The next two weeks are a whirlwind of culinary creativity. Together with Lucia, Chef plucks produce from the grounds on the estate, crafting a new menu that’s more earthy and wild than Andreas could have ever imagined. She drops the “machismo posturing” she inherited from decades in the service industry and embraces a gentler approach. The house becomes her muse, as does the spirit of the woman who lived there before, tending her garden by dubious means. Rumors of witchcraft and human sacrifice surround the property, but Chef — like any heroine in a horror movie — dismisses it all as hokum. She’s a woman possessed, for better and worse, but hey, anything to get this restaurant up and running.
The allusions to the Brothers Grimm and their visceral fairy tales aren’t subtle. Before long, Chef’s just straight up cooking out of a cauldron.
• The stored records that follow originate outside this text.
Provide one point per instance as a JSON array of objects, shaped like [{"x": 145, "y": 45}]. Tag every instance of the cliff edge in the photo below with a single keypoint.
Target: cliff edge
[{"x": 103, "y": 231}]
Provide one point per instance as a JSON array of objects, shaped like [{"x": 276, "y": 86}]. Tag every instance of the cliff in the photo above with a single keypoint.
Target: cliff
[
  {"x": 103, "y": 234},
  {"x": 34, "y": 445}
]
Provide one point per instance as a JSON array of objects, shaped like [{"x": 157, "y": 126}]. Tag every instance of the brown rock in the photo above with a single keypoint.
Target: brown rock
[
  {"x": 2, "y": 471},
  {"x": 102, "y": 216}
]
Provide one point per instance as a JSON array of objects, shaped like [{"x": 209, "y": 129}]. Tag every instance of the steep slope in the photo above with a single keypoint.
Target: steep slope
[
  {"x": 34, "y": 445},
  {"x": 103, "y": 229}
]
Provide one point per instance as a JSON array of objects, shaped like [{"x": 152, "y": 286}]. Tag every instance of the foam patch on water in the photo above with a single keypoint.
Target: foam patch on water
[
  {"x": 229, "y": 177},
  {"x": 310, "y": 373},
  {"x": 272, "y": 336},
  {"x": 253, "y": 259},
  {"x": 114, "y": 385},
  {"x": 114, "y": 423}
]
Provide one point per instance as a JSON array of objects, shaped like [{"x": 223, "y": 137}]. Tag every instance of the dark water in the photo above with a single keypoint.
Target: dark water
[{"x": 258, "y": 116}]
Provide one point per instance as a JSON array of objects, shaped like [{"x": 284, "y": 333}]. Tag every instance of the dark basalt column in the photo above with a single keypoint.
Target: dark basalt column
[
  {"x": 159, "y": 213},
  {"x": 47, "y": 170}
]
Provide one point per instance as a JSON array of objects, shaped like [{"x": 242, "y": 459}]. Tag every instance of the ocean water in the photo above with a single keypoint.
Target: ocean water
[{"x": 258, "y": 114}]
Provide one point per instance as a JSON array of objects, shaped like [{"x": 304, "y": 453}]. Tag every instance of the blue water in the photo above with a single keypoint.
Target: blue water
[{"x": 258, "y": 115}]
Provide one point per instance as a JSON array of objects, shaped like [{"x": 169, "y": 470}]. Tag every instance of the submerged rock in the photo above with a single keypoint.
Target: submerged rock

It’s here that House of Spoils feels the most realized and fun, and the most at odds with the stories that have been shoved down our throats of late. Unfortunately, it does still want to be that sort of story at the end of the day, which puts undo pressure on the narrative and its protagonist. As Chef’s grand opening creeps ever closer, her resolve cracks little by little... and so too does the film’s potential.
House of Spoils swings wildly between heightened psychological horror, supernatural fantasy, and grounded realism in its final act. It’s a wild (and fun) ride for the most part. Food stylist Zoe Hegedus deserves plenty of praise for crafting such otherworldly dishes, as does sound designer P.K. Hooker for creating such skin-crawling ASMR. A witchy cautionary tale couched within the world of haute cuisine is a premise that mostly works — but House of Spoils ultimately plays it too safe to push the genre into a new frontier, defanging its boldest ideas before they can land the final blow.